E quindi immune ai dazi.

Washington che è esportatrice netta di energia, che non ha problemi per il food, che è esportatrice netta verso il mondo anche di tecnologia e di servizi finanziari, con mercati finanziari rifugio ed essendo un luogo di investimenti  esteri primario  al mondo e con, inoltre, un fortissimo mercato interno non teme i dazi come invece li temono altri troppo legati all’ export come la Cina, la Germania o l’ Italia.

E capiamo il perché dato che parliamo di insostituibilità o difficile sostituibilità relativa del prodotto.

Come pure perchè li temiamo noi per lo stesso motivo quando i nostri beni non hanno questa caratteristica Geo-economica chiave.

Il nostro food può essere sostituito da quello Francese, ad esempio, se Washington decidesse una politica di dazi diversa dato l’ innegabile maggiore peso mondiale dell’ alleato Francese in termini Geo-politici.

E lo stesso dicasi per il design ed il fashion se analizziamo le top 800 brand mondiali di settore vediamo che quello che è ancora Italiano è sommerso da fashion e design mondiale.

E questo ci riporta a quello che dice Ceccarelli nel senso che dobbiamo coprire il gap di produttività in senso lato. Ovvero non solo produrre di più per unità ed ora lavorativa ma meglio e nel settore high-end della produzione.

Ovvero avere più Savigliano ed Italcementi e se questo non è accaduto e stenta ad essere accettato come concetto è solo ed esclusivamente colpa nostra e non di fantasiosi ed irreali komplotti in giro per il mondo da usare come  (in-)utili alibi.

Ovvero di alibi deleteri dato che , per esempio, da questa primavera dalla Cina arrivano i prodotti a Mortara con un treno super-veloce.

Ognuno anche questa volta la veda come vuole ricordandosi però che in Italia negli ultimi dieci anni le aree con i distretti, i cluster, hanno avuto una crescita media almeno due volte superiore alle altre aree Italiane senza distretti.

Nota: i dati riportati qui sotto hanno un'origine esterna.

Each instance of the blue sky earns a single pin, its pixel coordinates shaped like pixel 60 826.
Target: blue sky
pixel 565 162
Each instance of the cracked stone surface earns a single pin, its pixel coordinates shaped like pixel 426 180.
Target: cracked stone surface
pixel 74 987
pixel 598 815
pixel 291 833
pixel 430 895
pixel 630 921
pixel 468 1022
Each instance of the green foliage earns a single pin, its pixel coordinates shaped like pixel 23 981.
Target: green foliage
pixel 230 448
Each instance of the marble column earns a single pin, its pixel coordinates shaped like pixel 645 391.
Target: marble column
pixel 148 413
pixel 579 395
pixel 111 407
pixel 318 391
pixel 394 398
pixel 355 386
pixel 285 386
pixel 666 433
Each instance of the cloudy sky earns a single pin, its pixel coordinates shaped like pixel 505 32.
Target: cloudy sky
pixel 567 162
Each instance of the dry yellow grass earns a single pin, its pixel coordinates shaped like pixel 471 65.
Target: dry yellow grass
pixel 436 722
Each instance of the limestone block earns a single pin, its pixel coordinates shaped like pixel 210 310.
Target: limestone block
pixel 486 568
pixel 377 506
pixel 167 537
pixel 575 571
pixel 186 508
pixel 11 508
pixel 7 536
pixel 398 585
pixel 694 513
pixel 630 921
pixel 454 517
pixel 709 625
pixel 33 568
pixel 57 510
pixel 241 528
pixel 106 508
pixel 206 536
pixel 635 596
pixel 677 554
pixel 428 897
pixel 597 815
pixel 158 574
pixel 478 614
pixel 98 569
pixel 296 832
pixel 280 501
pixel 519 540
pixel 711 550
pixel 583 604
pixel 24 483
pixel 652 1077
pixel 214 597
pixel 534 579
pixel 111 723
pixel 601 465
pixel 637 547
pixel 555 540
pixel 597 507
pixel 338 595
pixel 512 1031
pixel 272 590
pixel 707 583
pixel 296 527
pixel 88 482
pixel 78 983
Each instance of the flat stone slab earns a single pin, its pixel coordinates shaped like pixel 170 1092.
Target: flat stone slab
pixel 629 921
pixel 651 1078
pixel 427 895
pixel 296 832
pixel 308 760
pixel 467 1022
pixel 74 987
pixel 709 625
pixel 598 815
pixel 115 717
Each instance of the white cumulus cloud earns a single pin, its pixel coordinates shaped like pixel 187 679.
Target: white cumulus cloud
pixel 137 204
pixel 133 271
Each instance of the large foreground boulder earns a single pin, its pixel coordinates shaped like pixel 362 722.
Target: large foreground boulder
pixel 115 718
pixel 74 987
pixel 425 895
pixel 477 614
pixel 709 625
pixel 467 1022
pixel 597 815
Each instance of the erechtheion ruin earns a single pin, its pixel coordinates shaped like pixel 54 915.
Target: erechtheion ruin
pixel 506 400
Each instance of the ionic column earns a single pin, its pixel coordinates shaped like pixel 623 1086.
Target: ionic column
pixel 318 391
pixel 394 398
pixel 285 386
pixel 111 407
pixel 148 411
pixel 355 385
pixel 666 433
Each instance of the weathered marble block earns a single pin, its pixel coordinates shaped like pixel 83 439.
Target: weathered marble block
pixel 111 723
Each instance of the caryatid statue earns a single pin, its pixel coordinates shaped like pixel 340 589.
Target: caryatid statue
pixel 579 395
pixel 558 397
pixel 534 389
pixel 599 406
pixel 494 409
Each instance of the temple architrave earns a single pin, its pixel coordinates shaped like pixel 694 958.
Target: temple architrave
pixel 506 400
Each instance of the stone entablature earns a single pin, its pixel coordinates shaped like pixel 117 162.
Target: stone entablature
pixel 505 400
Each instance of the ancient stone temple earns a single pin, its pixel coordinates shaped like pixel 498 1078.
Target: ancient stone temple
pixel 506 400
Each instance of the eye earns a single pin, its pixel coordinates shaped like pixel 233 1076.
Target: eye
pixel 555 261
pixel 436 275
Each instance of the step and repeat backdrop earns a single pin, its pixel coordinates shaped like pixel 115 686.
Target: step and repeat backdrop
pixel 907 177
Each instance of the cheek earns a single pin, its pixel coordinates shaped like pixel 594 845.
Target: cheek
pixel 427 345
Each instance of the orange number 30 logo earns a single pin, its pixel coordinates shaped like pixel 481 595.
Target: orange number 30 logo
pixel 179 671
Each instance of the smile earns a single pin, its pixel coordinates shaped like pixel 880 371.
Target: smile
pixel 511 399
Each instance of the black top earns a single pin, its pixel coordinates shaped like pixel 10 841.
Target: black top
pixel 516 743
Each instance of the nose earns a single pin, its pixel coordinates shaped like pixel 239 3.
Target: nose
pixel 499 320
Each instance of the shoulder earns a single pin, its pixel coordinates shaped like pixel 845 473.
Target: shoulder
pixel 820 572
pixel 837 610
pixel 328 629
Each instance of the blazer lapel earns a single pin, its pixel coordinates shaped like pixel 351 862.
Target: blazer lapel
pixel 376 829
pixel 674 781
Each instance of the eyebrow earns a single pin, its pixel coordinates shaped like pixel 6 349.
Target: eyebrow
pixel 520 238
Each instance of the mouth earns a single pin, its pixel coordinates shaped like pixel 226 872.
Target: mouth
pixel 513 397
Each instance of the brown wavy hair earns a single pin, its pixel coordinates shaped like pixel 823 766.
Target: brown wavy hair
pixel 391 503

Una crescita a livelli medi Tedeschi ed a volta anche superiore come illustra una pregevole analisi della Fondazione Intesa-San Paolo pubblicata ad inizio Aprile 2018.

Oppure rifletta sul fatto che se si desidera una auto elettrica ad elevate prestazioni o si compra Made in California o si compra Made in Baviera e questo solo per fare uno dei tanti esempi di prodotti che non temono i dazi come altri nello stesso settore merceologico dato che sono unici ed high-end.